2 envelopes active dry yeast
2 cups warm water (about 105 F)
1/4 cup honey or 1/4 cup granulated sugar
3 Tablespoons melted unsalted butter
1 Tablespoon coarse salt
6-7 cups all-purpose flour
1. Sprinkle yeast over warm water in the bowl of an electric mixer fitted with paddle attachment.
2. Add honey, butter and salt; whisk until yeast is dissolved.
3. Let stand until foamy, about 5 minutes.
4. Add 3 cups flour, mix on low speed until smooth, about 3 minutes.
5. Add 3 more cups flour; mix until incorporated.

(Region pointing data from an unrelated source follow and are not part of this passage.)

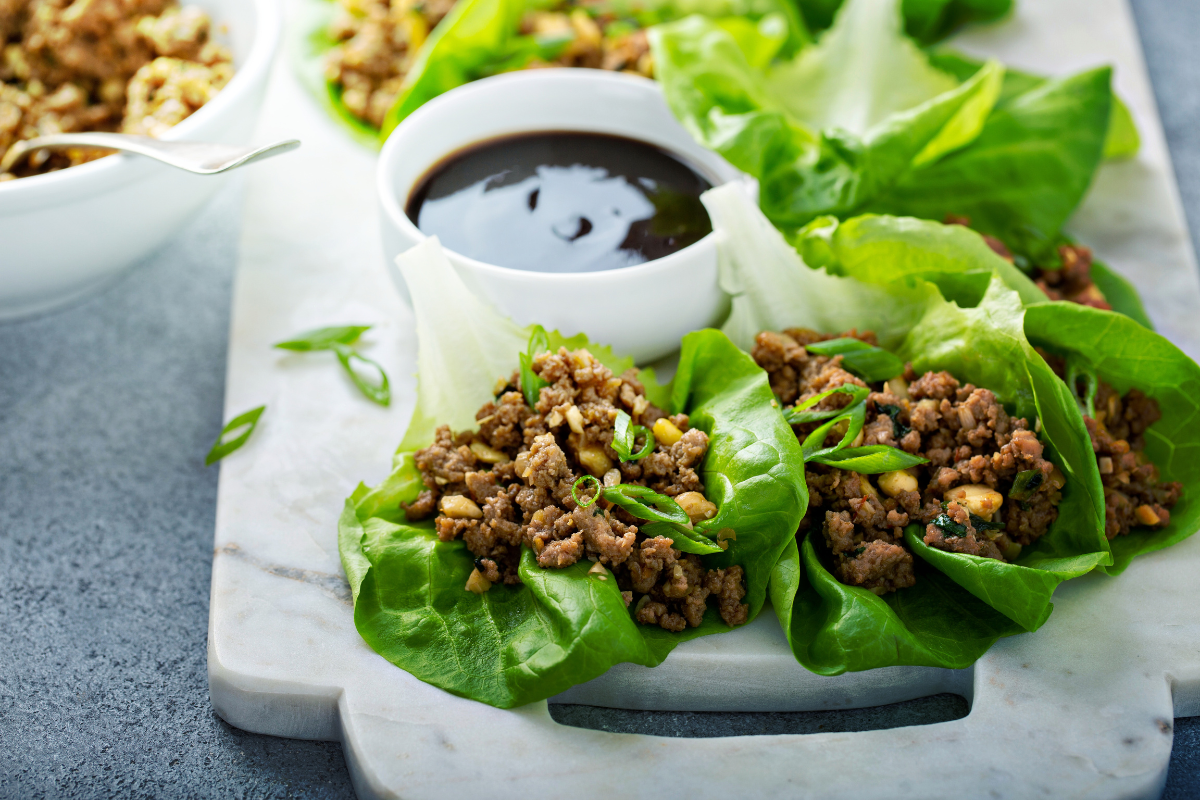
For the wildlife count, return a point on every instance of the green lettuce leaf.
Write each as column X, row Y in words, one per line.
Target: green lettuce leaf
column 881, row 250
column 925, row 20
column 835, row 629
column 862, row 124
column 517, row 644
column 1121, row 140
column 1128, row 355
column 984, row 344
column 1120, row 293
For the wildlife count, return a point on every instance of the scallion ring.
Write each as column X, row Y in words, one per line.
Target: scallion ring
column 580, row 483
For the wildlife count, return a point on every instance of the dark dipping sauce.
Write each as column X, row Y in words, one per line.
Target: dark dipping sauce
column 561, row 202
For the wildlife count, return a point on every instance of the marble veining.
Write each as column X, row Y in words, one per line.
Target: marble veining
column 1081, row 708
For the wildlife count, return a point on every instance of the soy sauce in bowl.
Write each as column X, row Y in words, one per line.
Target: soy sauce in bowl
column 562, row 202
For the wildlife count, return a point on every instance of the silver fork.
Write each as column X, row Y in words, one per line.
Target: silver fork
column 193, row 156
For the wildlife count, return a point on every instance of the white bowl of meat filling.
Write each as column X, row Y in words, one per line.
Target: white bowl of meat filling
column 565, row 197
column 192, row 70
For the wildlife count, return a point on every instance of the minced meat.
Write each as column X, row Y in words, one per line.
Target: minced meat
column 509, row 485
column 1133, row 494
column 1072, row 281
column 135, row 66
column 975, row 450
column 378, row 42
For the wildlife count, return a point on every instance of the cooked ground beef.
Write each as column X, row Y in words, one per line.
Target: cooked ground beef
column 975, row 450
column 509, row 485
column 378, row 41
column 135, row 66
column 1071, row 282
column 1133, row 494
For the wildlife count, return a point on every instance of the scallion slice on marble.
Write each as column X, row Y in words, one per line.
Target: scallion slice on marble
column 227, row 441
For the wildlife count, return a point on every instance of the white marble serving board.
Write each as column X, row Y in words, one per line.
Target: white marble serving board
column 1081, row 708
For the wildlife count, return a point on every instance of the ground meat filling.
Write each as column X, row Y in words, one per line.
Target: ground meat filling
column 1133, row 494
column 509, row 485
column 963, row 495
column 135, row 66
column 1072, row 281
column 378, row 42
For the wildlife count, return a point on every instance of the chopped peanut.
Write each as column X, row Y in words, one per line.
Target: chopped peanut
column 981, row 500
column 1146, row 516
column 666, row 432
column 478, row 583
column 696, row 506
column 594, row 459
column 898, row 482
column 456, row 506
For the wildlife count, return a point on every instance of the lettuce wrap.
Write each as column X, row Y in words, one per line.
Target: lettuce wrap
column 865, row 121
column 558, row 627
column 960, row 603
column 877, row 248
column 485, row 37
column 1126, row 355
column 925, row 20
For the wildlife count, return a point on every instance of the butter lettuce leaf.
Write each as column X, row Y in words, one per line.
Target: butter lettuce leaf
column 925, row 20
column 861, row 122
column 1128, row 355
column 983, row 344
column 559, row 627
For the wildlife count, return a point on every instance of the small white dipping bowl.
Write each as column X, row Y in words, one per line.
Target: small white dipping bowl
column 66, row 233
column 642, row 311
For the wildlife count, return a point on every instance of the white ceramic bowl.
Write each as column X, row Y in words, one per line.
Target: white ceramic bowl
column 641, row 311
column 66, row 233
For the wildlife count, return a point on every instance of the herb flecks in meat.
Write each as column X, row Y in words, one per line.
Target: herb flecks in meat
column 547, row 477
column 961, row 494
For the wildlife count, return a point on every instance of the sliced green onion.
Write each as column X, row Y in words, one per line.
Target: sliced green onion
column 870, row 459
column 378, row 389
column 1026, row 483
column 799, row 414
column 869, row 362
column 531, row 383
column 624, row 438
column 581, row 485
column 663, row 509
column 222, row 447
column 324, row 338
column 1077, row 372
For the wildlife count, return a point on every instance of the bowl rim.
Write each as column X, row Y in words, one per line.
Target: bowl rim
column 391, row 206
column 268, row 31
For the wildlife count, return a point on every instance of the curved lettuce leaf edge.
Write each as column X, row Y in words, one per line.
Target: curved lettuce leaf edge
column 773, row 288
column 559, row 627
column 1128, row 355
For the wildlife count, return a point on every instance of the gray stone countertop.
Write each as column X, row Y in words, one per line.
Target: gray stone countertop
column 107, row 513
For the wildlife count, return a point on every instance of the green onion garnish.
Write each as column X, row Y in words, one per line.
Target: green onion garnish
column 867, row 361
column 354, row 364
column 663, row 509
column 340, row 341
column 624, row 438
column 222, row 447
column 531, row 383
column 581, row 485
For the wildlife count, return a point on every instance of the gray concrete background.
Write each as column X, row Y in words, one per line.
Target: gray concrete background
column 107, row 515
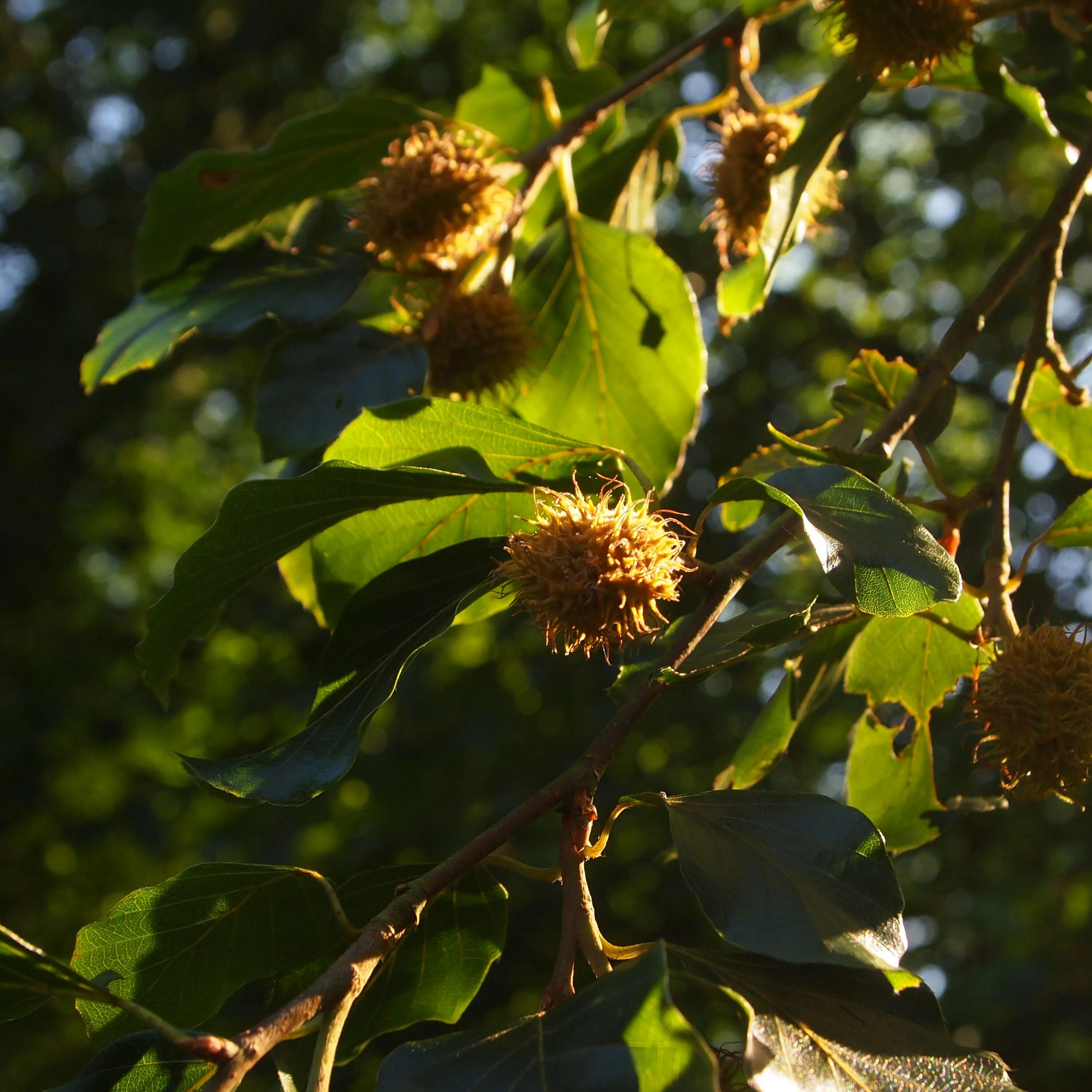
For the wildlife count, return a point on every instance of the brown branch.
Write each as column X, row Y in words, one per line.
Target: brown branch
column 1000, row 618
column 956, row 343
column 348, row 977
column 593, row 114
column 578, row 914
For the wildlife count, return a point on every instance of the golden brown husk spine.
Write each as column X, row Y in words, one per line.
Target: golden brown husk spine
column 751, row 148
column 437, row 201
column 1036, row 709
column 593, row 573
column 896, row 33
column 475, row 343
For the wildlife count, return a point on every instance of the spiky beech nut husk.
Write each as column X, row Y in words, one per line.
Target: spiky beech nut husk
column 593, row 571
column 437, row 201
column 475, row 343
column 751, row 149
column 1036, row 709
column 896, row 33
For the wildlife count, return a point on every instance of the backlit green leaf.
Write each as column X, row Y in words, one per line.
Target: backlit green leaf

6. On a lightly floured surface, knead dough, adding up to 1 cup four as needed; knead until smooth, elastic and slightly sticky, about 5 minutes.
7. Let rise in a large buttered bowl, covered with plastic wrap in a warm, draft-free spot until doubled in bulk, about 45 minutes.
8. Preheat oven to 400 F.
9. Butter two large loaf pans.
10. Punch down the dough; transfer to a lightly floured surface.
11. Divide dough in half.
12. Gently knead each piece until smooth.

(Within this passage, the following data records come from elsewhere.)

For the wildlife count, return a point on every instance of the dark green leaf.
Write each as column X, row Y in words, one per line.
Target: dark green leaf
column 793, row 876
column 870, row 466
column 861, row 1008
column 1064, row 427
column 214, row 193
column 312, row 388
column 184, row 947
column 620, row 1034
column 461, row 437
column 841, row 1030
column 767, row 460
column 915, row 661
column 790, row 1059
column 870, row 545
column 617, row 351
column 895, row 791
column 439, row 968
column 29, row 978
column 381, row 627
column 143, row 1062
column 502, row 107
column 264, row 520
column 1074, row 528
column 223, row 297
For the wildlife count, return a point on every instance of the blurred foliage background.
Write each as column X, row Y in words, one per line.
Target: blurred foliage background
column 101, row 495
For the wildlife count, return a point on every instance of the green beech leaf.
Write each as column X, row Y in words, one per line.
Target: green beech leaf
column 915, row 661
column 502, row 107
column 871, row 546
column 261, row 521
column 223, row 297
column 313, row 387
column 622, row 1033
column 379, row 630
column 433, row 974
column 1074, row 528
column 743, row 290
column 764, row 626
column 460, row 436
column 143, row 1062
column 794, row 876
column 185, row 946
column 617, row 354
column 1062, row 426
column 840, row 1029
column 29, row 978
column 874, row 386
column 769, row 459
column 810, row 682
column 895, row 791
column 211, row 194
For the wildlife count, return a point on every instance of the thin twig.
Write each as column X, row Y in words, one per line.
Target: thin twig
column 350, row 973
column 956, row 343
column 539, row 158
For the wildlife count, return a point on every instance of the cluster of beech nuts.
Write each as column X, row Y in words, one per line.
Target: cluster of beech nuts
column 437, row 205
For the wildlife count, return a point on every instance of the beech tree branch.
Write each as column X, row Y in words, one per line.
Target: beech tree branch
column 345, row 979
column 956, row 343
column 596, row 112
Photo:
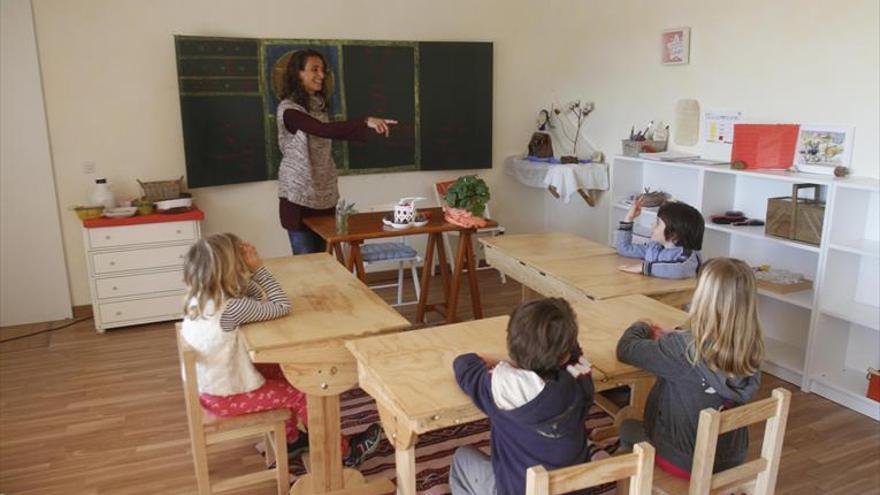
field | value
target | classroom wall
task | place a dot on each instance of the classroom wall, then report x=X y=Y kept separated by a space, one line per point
x=111 y=96
x=778 y=61
x=111 y=89
x=33 y=286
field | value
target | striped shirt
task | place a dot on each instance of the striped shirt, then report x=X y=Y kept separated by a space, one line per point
x=265 y=300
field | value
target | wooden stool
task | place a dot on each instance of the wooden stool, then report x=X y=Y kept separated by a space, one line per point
x=756 y=477
x=638 y=467
x=206 y=429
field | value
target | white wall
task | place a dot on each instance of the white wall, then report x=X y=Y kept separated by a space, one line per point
x=800 y=61
x=111 y=94
x=34 y=277
x=111 y=89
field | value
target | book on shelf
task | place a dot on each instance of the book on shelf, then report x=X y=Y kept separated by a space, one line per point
x=669 y=156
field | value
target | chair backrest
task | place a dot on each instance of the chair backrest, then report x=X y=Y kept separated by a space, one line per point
x=773 y=410
x=440 y=189
x=187 y=356
x=637 y=466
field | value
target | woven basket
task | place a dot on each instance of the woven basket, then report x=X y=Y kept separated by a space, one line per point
x=161 y=190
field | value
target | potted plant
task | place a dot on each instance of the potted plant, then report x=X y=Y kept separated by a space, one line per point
x=466 y=201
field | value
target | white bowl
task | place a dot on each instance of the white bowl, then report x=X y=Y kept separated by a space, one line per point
x=122 y=212
x=169 y=204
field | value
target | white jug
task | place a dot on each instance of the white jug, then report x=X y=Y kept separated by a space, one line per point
x=405 y=210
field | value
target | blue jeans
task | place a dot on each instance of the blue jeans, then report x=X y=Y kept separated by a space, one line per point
x=305 y=241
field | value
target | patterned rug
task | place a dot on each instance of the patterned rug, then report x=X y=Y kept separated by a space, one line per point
x=434 y=450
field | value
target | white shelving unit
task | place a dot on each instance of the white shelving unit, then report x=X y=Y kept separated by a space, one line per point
x=822 y=339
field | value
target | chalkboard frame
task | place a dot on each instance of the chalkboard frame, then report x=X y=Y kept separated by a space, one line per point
x=269 y=50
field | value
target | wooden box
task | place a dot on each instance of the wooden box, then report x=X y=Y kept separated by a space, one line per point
x=785 y=288
x=796 y=218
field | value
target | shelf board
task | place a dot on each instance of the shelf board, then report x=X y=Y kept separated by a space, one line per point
x=854 y=312
x=862 y=247
x=847 y=387
x=758 y=232
x=648 y=212
x=803 y=299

13. Shape each piece into a loaf, tucking sides underneath to form a seam down the middle.
14. Place loaves, seam side down, in buttered pans.
15. Let rise until dough reaches top of pans, 15-20 minutes.
16. Brush tops of loaves with butter.
17. Bake until golden brown and hollow-sounding when tapped, 35-45 minutes.
18. Let cool slighly in pans on wire racks then remove from pans.
19. Let cool until just warm before slicing.